Only a political agreement between the government and opposition can now avoid a scenario in which for the first time since 1991 the opposition fully boycotts the elections. In 2017, a last-minute agreement was struck between opposition and government after intense international pressure. This agreement, however, in the words of the OSCE-ODIHR report, “jeopardized the rule of law.”
“The implementation of the political agreement created challenges for the election administration and resulted in a selective and inconsistent application of the law. […] While the agreement contributed to a more inclusive electoral process and less polarized campaign, its implementation often jeopardized fundamental principles of the rule of law. […] While largely inclusive, the candidate registration process suffered from selective and inconsistent application of the law and was, at times, based on the political agreement rather than the law. […]

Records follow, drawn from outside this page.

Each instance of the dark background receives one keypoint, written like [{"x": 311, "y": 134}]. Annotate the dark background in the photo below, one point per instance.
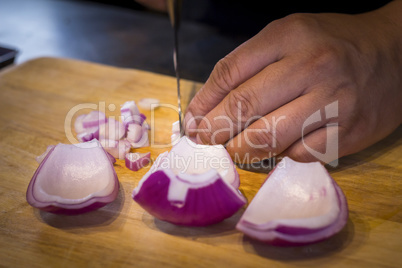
[{"x": 122, "y": 33}]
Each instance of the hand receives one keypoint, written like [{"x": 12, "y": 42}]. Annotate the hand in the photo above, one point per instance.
[{"x": 265, "y": 97}]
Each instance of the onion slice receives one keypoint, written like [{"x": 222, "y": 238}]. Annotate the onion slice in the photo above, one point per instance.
[
  {"x": 136, "y": 161},
  {"x": 191, "y": 200},
  {"x": 193, "y": 185},
  {"x": 73, "y": 179},
  {"x": 298, "y": 204}
]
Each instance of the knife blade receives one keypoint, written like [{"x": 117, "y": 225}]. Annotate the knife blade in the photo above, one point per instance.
[{"x": 174, "y": 9}]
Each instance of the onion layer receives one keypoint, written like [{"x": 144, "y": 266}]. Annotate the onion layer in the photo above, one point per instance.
[
  {"x": 187, "y": 186},
  {"x": 73, "y": 179},
  {"x": 298, "y": 204},
  {"x": 192, "y": 200}
]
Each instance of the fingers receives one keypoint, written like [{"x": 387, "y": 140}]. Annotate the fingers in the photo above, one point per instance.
[
  {"x": 237, "y": 67},
  {"x": 276, "y": 85},
  {"x": 275, "y": 132}
]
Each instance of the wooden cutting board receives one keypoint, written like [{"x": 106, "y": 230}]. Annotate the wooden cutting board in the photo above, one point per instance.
[{"x": 35, "y": 100}]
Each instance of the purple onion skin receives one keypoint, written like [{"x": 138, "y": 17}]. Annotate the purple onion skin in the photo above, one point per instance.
[
  {"x": 70, "y": 209},
  {"x": 218, "y": 202},
  {"x": 288, "y": 236}
]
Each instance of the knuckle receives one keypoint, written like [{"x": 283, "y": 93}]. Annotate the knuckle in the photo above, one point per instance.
[
  {"x": 205, "y": 132},
  {"x": 262, "y": 142},
  {"x": 298, "y": 24},
  {"x": 240, "y": 106},
  {"x": 226, "y": 73}
]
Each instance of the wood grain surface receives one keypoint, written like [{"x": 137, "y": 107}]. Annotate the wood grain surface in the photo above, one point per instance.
[{"x": 36, "y": 100}]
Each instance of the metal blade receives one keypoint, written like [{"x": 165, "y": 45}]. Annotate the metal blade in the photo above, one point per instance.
[{"x": 174, "y": 7}]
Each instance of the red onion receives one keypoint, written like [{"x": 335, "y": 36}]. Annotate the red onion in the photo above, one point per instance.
[
  {"x": 73, "y": 179},
  {"x": 118, "y": 149},
  {"x": 134, "y": 132},
  {"x": 136, "y": 161},
  {"x": 196, "y": 193},
  {"x": 131, "y": 114},
  {"x": 143, "y": 141},
  {"x": 298, "y": 204},
  {"x": 40, "y": 158}
]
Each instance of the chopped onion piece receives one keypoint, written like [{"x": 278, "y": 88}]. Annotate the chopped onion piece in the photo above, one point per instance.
[
  {"x": 40, "y": 158},
  {"x": 78, "y": 126},
  {"x": 191, "y": 158},
  {"x": 134, "y": 132},
  {"x": 298, "y": 204},
  {"x": 118, "y": 149},
  {"x": 149, "y": 103},
  {"x": 187, "y": 186},
  {"x": 191, "y": 199},
  {"x": 144, "y": 140},
  {"x": 136, "y": 161},
  {"x": 73, "y": 179},
  {"x": 131, "y": 114}
]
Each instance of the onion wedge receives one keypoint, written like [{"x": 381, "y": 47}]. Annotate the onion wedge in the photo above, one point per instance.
[
  {"x": 73, "y": 179},
  {"x": 190, "y": 192},
  {"x": 136, "y": 161},
  {"x": 298, "y": 204}
]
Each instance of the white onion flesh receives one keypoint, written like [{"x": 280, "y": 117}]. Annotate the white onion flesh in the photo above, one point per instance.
[
  {"x": 298, "y": 204},
  {"x": 73, "y": 177}
]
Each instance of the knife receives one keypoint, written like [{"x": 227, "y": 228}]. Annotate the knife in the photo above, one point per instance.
[{"x": 174, "y": 9}]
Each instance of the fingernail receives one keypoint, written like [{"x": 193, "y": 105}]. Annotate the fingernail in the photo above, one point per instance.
[{"x": 189, "y": 124}]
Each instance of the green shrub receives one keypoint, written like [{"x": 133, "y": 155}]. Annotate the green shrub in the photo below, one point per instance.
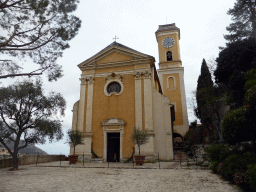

However, the 18 May political agreement was given legal effect at the expense of the rule of law […]. All amendments were voted on in one day, contrary to the constitutionally-prescribed legislative procedure. At odds with OSCE commitments and Council of Europe standards, the process lacked transparency and consultation with stakeholders, while the late timing created significant difficulties in the implementation of key aspects of the election administration. Last minute legislative changes challenged legal certainty and undermined consistency of the legal framework as some of the new provisions were not harmonized with the Electoral Code.”
This will be the same lawless territory we are entering once again, two years later, with international actors weary of direct intervention as the EU Parliamentary Elections approach. Nevertheless, EU Ambassador Luigi Soreca has already scheduled a meeting tomorrow with the leaders of the opposition.